Intra-abdominal vascular injury (IAVI) is uncommon but continues to be associated with high mortality rates despite technological advances in the past decades. In light of these ongoing developments, we reviewed our contemporary experience with IAVI in an attempt to clarify and refine our management strategies and the outcome of these patients.
We retrospectively reviewed the charts of all patients admitted between January 2011 and December 2014 at a major trauma centre in South Africa who were found to have an IAVI during laparotomy for trauma.

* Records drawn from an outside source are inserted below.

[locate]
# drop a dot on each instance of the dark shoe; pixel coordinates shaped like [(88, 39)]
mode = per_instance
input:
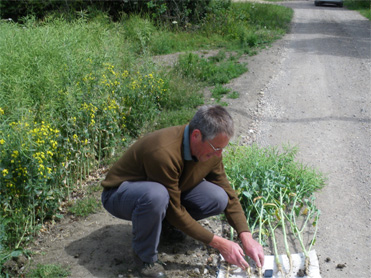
[(170, 233), (149, 269)]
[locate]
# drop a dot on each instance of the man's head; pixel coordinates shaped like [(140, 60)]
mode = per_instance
[(210, 131)]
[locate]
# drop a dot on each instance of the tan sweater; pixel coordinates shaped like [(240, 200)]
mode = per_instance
[(159, 157)]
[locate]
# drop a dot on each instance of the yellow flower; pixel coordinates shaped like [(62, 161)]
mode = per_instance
[(5, 172)]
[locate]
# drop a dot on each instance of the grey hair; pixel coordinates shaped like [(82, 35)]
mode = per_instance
[(212, 120)]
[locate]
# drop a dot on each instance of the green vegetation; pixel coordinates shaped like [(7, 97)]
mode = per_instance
[(275, 192), (362, 6), (78, 88)]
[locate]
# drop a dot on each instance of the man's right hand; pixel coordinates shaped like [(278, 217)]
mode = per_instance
[(231, 251)]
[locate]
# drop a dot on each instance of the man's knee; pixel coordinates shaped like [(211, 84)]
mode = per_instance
[(155, 198), (221, 199)]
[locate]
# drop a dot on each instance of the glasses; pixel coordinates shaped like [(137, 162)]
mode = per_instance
[(215, 149)]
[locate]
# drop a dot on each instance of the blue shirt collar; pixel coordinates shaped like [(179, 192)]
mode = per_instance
[(186, 145)]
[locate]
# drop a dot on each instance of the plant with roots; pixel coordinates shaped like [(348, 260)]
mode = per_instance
[(310, 213)]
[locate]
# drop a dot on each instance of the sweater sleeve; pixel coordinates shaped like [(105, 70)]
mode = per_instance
[(234, 212)]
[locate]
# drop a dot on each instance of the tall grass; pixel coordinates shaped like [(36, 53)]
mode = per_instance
[(73, 90)]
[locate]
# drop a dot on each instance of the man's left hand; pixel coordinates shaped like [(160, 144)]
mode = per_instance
[(252, 248)]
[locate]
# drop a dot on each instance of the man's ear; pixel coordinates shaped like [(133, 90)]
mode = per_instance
[(196, 134)]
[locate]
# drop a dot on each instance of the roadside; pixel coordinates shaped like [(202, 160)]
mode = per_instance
[(279, 102), (99, 246)]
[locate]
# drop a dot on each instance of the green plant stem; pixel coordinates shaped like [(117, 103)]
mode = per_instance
[(273, 236), (283, 224)]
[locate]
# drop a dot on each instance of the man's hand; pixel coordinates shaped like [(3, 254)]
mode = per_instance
[(230, 251), (252, 248)]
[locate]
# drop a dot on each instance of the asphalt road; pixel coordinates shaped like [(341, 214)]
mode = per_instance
[(320, 100)]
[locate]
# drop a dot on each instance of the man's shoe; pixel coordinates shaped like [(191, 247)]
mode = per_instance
[(170, 233), (149, 269)]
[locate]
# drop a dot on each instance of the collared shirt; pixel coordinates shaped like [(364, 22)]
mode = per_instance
[(186, 145)]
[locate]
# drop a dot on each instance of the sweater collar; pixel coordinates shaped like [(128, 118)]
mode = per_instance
[(186, 145)]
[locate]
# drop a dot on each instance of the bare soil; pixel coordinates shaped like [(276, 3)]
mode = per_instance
[(310, 89)]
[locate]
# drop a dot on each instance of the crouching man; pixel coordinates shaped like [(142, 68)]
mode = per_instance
[(176, 175)]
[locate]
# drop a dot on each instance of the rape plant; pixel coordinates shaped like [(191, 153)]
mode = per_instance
[(40, 162)]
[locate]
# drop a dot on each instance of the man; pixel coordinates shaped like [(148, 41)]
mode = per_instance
[(177, 173)]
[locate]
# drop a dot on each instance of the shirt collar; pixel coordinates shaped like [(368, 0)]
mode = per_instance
[(186, 145)]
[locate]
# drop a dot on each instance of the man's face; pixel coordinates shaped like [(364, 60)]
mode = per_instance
[(204, 150)]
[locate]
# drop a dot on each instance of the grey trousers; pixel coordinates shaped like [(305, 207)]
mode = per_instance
[(145, 203)]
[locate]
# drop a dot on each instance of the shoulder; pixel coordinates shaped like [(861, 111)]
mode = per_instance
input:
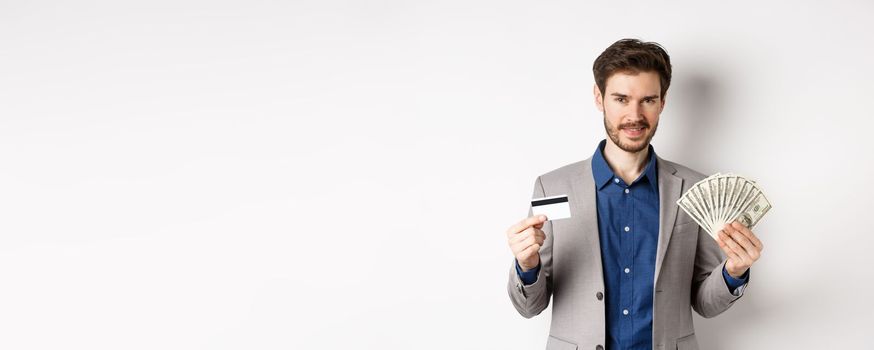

We collected demographic and clinical data including mechanism of injury, location and severity of the injury, concurrent injuries, physiologic parameters and clinical outcome.
We identified 110 patients with IAVIs, of whom 98 had sustained penetrating injuries (55 gunshot wounds and 43 stab wounds). There were 84 arterial injuries (including 21 renal and 17 mesenteric) and 74 venous injuries (including 21 renal and 17 inferior vena caval). Combined venous and arterial injuries were found in almost one-third of patients (34 [30.9%]). Fifty-seven patients (51.8%) required intensive care admission. The overall mortality rate was 28.2% (31 patients); the rate was 62% for aortic injuries and 47% for inferior vena cava injuries. Liver injury, large bowel injury, splenic injury and elevated lactate level were all associated with a statistically significantly higher mortality rate.
The mortality rate for IAVI remains high despite decades of operative experience in high-volume centres. Open operative techniques alone are unlikely to achieve further reduction in mortality rates. Integration of endovascular techniques may provide an alternative strategy to improve outcomes.
腹腔内血管损伤(IAVI)并不常见,但尽管在过去几十年技术有所进步,其死亡率仍然很高。鉴于这些持续的发展,我们回顾了我们在IAVI方面的当代经验,试图阐明并完善我们的管理策略以及这些患者的治疗结果。
我们回顾性分析了2011年1月至2014年12月期间在南非一家主要创伤中心因创伤行剖腹手术时发现有IAVI的所有患者的病历。我们收集了人口统计学和临床数据,包括损伤机制、损伤部位和严重程度、并发损伤、生理参数和临床结果。
我们确定了110例IAVI患者,其中98例为穿透伤(55例枪伤和43例刺伤)。有84例动脉损伤(包括21例肾动脉和17例肠系膜动脉)和74例静脉损伤(包括21例肾静脉和17例下腔静脉)。近三分之一的患者(34例[30.9%])发现有动静脉联合损伤。57例患者(51.8%)需要入住重症监护病房。总体死亡率为28.2%(31例患者);主动脉损伤的死亡率为62%,下腔静脉损伤的死亡率为47%。肝损伤、大肠损伤、脾损伤和乳酸水平升高均与统计学上显著更高的死亡率相关。
尽管在高容量中心有几十年的手术经验,但IAVI的死亡率仍然很高。仅开放手术技术不太可能进一步降低死亡率。血管内技术的整合可能提供一种改善治疗结果的替代策略。